Dr. Derina S. Samuel is an associate director of graduate student development and of the International Teaching Assistant Program. She provides leadership for the GET SET Program, which includes the CTI Graduate Fellow Program, the fall and spring University-wide Teaching Conferences, GET SET workshops and the GET SET Certificate Program. She holds a doctorate in biochemistry and a master’s degree in public administration from Syracuse University, and a bachelor’s and master’s degree in chemistry from the University of Zambia. Her research and teaching interests over the past two decades have focused on future faculty programming, as well as professional development resources for graduate students and postdoctoral fellows. 

Marina Tokman

Marina Tokman

Assistant Director of Learning Technologies

Marina Tokman is an assistant director of learning technologies at the Center for Teaching Innovation and assists faculty in using technologies for teaching. Marina’s experience with academic technologies includes multimedia lesson development, online course development, quality assurance, and supporting user experience in an online learning environment while at eCornell. She holds a degree in systems engineering from The Ohio State University. 

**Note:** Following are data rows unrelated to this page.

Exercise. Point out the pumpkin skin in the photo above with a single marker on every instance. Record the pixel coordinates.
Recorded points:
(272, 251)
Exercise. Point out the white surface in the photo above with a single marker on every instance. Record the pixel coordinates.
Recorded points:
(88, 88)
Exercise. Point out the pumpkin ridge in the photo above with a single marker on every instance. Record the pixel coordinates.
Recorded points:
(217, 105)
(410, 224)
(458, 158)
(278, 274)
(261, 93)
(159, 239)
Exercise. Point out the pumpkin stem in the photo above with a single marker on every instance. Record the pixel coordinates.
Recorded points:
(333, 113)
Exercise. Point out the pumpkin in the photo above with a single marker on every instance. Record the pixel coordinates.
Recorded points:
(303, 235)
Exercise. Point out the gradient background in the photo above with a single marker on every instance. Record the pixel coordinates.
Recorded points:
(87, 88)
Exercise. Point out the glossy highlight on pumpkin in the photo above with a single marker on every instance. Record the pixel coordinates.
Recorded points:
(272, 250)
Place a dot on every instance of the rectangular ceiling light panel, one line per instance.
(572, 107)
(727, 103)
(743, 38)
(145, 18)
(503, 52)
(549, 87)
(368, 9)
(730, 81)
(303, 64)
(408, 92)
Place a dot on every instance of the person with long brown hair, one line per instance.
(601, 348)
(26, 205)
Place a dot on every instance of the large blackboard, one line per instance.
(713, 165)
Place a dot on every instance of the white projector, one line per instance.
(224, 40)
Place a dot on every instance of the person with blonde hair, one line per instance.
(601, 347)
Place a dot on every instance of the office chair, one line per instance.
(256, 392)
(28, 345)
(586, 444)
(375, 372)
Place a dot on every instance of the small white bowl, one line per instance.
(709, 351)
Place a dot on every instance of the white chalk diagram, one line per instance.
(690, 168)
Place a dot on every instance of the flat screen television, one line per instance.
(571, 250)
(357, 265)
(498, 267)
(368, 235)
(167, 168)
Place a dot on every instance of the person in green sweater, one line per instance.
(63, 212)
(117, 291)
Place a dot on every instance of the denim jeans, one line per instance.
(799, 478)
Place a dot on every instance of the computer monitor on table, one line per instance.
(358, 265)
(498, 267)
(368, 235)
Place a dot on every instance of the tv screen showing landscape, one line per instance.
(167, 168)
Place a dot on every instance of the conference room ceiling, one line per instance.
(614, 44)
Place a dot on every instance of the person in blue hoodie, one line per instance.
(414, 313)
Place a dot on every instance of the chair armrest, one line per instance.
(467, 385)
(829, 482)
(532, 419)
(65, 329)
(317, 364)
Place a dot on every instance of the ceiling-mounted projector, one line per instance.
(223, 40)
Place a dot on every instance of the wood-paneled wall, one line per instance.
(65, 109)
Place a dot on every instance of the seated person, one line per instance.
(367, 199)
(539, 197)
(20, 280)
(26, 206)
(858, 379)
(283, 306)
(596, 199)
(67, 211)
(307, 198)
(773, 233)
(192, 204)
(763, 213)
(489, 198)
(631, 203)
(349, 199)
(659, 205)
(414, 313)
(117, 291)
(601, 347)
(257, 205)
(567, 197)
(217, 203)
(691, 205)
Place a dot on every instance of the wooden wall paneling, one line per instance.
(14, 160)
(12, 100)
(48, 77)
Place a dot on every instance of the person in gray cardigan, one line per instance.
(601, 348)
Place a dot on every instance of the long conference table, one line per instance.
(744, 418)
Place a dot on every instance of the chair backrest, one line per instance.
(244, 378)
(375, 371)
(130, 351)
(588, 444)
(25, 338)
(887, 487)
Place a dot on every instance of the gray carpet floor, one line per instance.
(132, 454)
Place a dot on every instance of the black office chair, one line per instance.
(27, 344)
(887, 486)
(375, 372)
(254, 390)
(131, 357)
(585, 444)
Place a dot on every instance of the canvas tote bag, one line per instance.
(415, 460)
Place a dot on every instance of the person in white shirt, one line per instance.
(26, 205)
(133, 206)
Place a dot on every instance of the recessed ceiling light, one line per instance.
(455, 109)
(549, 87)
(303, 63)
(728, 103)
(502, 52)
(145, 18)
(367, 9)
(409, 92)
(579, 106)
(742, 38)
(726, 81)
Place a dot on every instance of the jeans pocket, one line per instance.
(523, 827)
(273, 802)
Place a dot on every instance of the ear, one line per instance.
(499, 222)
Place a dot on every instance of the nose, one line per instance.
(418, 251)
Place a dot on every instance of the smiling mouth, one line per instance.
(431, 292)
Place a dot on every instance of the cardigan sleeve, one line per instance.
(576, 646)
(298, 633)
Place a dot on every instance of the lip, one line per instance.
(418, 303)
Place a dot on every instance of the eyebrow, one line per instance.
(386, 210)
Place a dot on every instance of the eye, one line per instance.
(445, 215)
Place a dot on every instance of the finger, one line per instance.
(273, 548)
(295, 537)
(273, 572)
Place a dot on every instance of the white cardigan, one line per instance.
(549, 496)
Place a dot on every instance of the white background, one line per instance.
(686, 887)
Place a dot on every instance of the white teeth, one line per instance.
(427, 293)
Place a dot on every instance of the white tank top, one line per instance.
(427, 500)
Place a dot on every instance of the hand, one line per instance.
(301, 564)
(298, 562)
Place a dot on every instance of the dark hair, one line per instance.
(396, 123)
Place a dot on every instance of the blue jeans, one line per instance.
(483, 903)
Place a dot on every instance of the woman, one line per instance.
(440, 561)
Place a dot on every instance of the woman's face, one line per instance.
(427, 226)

portrait of Rachel Gunderson

Rachel Gunderson

Senior Instructional Designer

Rachel Gunderson is a senior instructional designer at the Center for Teaching Innovation. Before joining the CTI, Rachel worked on the instructional design team at eCornell designing and developing online certificates with Cornell faculty and training them to launch courses for their executive master’s programs. As a faculty member herself for eight years at Wells and Ithaca Colleges, Rachel developed a passion for implementing several learner-centered teaching approaches and utilized various tools and strategies for her online, hybrid, and face-to-face teaching experiences. Rachel holds both a Master of Science and Bachelor of Science degree in health education from Ithaca College and, more recently, her graduate certificate in instructional systems technology from Indiana University and a professional certificate from Cornell University in project management.

Benjamin Moss

Benjamin Moss

Senior Instructional Designer

Benjamin Moss is an senior instructional designer in the Center for Teaching Innovation where he focuses on integrating media into classroom teaching. Prior to working at Cornell, Benjamin designed and created e-learning content for the California Digital Library and worked in educational technology at Yale University. In addition to these posts, he ran the library, designed curriculum, and taught for eight years at St. Luke’s School, an independent 5-12 school in Connecticut. He has also taught media studies at Colby Sawyer College in New Hampshire and film history at Menlo College in California. Benjamin has a bachelor’s from Trinity College, Connecticut and master’s degrees in library science, divinity, and media arts from the University of Pittsburgh, Yale University, and Hunter College, CUNY.